I write that Xbox’s game is “entitled” Dante’s Inferno and not “based on it” because it bears little resemblance to Dante’s poem. In the poem, Dante journeys through hell and interacts with the damned. There is some action, as when his enemy Filippo Argenti tries to grab him. But it is nothing like game character blasting his way through a horde of unbaptized babies in Limbo. Xbox kept Dante’s infernal topography and the names “Dante,” “Virgil” and “Beatrice.” But they changed everything else to make a more exciting game. Indeed, in the poem, Beatrice is a heavenly being who Saves Dante. “Saves” with a capital “s,” because her intervention allows him to turn from sin towards redemption.
Xbox’s game raises the question of the difficult relationship between mass media and the arts. When mass media—movies, TV shows, and now video games—are based on literary works, they have to transform the texts, sometimes dramatically. Film scripts need to shorten and condense the plots of novels; they have to simplify complex ideas, and put them in the mouths of characters. No one would play a game literally based on Dante’s “Inferno”—it’d be too plain dull!
Of course, there is a positive side when mass media is based on literature. Games and films generate interest in the works among people who otherwise might not read them. And when they are successful, more interest—and sometimes money—goes toward the works and the people who study them.
What causes consternation among readers of those works is not so much how the media alter them. That is to be expected.
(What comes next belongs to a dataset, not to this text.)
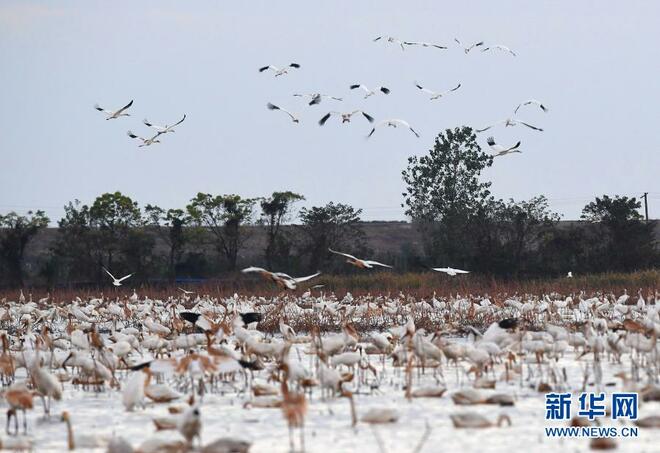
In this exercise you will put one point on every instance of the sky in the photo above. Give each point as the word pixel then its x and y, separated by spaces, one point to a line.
pixel 595 64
It’s how the new versions actually supplant the originals in many people’s minds. The show (or game) becomes the new “standard,” and has the tendency to marginalize the original. JK Rowling’s books are rich, nuanced works, which the films strip down to their most simplistic form. Yet for as many times as I’ve read all of them, I can’t help but picture Harry Potter as Daniel Radcliff.
At times, people expect the original to have the changes—and the special effects—of the latest movie, TV show, or game. Worse still, others don’t realize that those changes have nothing to do with the original.
Case in point: conjure up the image of a velociraptor—about the size of a man, green lizard-skin, maybe 12 feet long from nose to tail. This is the velociraptor from Steven Spielberg’s Jurassic Park. And it’s incorrect. Scientifically speaking, velociraptors were about 6 feet long, and stood about waist-high to a person. As happens with literary works, the movie-version has totally supplanted the scientific reality in people’s minds.
Oh, and they were probably feathered too.